When I read Nalini Singh’s Slave to Sensation and found that she had written other books (they were Silhouette Desires), I ran to buy those. I am a confirmed glommer – I buy backlists of authors whose voice I really love. Yet for some reason, I cannot bring myself to read Written.
I have other reading neurosis. For example, in non romance series, I start getting very nervous when a couple is in a happy spot. I’m certain that something bad is going to happen to them and it makes me afraid to read the final book. Like in Julia Spencer’s Fleming series, Russ and Clare are kind of in a good place in their lives and I’m anxious about the future of their relationship. I call this the Karin Slaughter Syndrome. (It used to be the Charlaine Harris syndrome, but what Slaughter does in her Grant County series far exceeds what happened in the Roe Teagarden series).

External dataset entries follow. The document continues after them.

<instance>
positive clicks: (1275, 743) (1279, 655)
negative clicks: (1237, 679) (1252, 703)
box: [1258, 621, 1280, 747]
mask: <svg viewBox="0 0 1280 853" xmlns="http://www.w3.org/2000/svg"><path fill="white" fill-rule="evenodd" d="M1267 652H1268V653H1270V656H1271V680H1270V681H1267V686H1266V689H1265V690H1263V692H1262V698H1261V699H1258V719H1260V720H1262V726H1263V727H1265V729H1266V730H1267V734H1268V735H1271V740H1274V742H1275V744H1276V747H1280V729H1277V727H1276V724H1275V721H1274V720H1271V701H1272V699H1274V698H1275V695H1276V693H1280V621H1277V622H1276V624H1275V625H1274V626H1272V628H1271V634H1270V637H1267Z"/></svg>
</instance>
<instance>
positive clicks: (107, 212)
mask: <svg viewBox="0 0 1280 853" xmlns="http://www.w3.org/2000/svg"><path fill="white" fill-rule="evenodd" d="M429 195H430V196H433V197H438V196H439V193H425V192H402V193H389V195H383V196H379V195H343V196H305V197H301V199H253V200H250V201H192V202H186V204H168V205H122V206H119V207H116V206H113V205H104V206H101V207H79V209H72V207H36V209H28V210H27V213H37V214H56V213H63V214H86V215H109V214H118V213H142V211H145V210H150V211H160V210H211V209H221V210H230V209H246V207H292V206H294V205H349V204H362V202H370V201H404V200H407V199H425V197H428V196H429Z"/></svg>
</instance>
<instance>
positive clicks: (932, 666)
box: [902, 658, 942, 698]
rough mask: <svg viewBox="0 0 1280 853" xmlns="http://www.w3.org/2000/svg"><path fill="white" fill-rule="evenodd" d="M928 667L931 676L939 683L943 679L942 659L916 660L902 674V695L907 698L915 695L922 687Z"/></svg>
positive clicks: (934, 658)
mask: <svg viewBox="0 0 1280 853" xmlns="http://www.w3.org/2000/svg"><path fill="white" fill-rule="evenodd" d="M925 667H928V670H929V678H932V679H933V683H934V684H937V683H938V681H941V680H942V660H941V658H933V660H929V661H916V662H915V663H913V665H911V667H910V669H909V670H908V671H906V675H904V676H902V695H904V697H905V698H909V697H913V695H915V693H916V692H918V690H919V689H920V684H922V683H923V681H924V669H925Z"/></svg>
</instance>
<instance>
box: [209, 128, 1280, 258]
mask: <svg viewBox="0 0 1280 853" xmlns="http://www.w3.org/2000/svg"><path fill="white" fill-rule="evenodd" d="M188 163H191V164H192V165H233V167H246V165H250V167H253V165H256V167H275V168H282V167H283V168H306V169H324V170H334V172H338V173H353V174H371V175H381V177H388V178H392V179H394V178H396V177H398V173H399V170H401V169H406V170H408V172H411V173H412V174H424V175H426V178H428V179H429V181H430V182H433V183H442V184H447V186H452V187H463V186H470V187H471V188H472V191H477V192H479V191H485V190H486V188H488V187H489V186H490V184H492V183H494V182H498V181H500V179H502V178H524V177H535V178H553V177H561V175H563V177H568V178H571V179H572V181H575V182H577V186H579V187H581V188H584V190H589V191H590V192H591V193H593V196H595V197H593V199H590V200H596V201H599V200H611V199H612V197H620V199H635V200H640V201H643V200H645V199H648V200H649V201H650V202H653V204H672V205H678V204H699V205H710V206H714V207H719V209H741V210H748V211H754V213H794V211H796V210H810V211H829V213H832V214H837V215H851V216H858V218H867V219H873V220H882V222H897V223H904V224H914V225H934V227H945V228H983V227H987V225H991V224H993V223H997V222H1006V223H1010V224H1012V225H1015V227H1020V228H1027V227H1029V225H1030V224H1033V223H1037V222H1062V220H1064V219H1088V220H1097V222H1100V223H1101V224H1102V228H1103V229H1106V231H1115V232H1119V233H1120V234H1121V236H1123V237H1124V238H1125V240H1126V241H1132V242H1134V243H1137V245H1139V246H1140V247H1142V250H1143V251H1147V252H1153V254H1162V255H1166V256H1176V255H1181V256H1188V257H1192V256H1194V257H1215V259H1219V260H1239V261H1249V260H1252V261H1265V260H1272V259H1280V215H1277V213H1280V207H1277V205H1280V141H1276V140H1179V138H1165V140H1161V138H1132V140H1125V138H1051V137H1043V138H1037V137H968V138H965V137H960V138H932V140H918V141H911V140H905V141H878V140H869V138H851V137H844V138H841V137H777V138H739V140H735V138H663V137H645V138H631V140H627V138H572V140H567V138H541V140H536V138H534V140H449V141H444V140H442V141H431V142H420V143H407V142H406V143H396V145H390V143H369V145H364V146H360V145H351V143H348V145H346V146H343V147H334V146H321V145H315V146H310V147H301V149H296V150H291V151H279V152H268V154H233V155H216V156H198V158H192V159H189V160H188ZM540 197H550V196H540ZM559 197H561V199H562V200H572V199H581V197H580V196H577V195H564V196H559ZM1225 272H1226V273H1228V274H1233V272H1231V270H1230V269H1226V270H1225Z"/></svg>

I’m interested in the final book in the Catching Fire trilogy by Suzanne Collins but I’m a Gale/Katniss shipper and if it ends up with Katniss & Peeta, I think I would be disappointed. I call this the Megan McAfferty syndrome. I suppose my illness is the Stephenie Meyer Syndrome which is the name for the feelings you get when you read subsequent books in a series which get progressively worse and make you regret having read the first one. I’ve read enough reviews of Written to know that it’s not going to end up in a Twilight induced nightmare with spine shattering pregnancies but knowing is different than knowing. Or something.
These syndromes are all variations on the same thing. I’ve committed to the author’s creations and her creative decisions make me regret reading those books. It’s a trust thing. I think that is why I enjoy reading romance. There’s a certain sense of freedom, as a reader, to really lose yourself in the text because you know that the author isn’t totally trying to break you or if she is, you’ll be put back together by the end.
I’ve read about other reading paraylsis. Some readers have commented when a book gets too much hype, it turns the reader off from the book altogether. Does anyone else get this way about books? What causes your paralysis? Or I am just really, really strange? Because that could be the answer.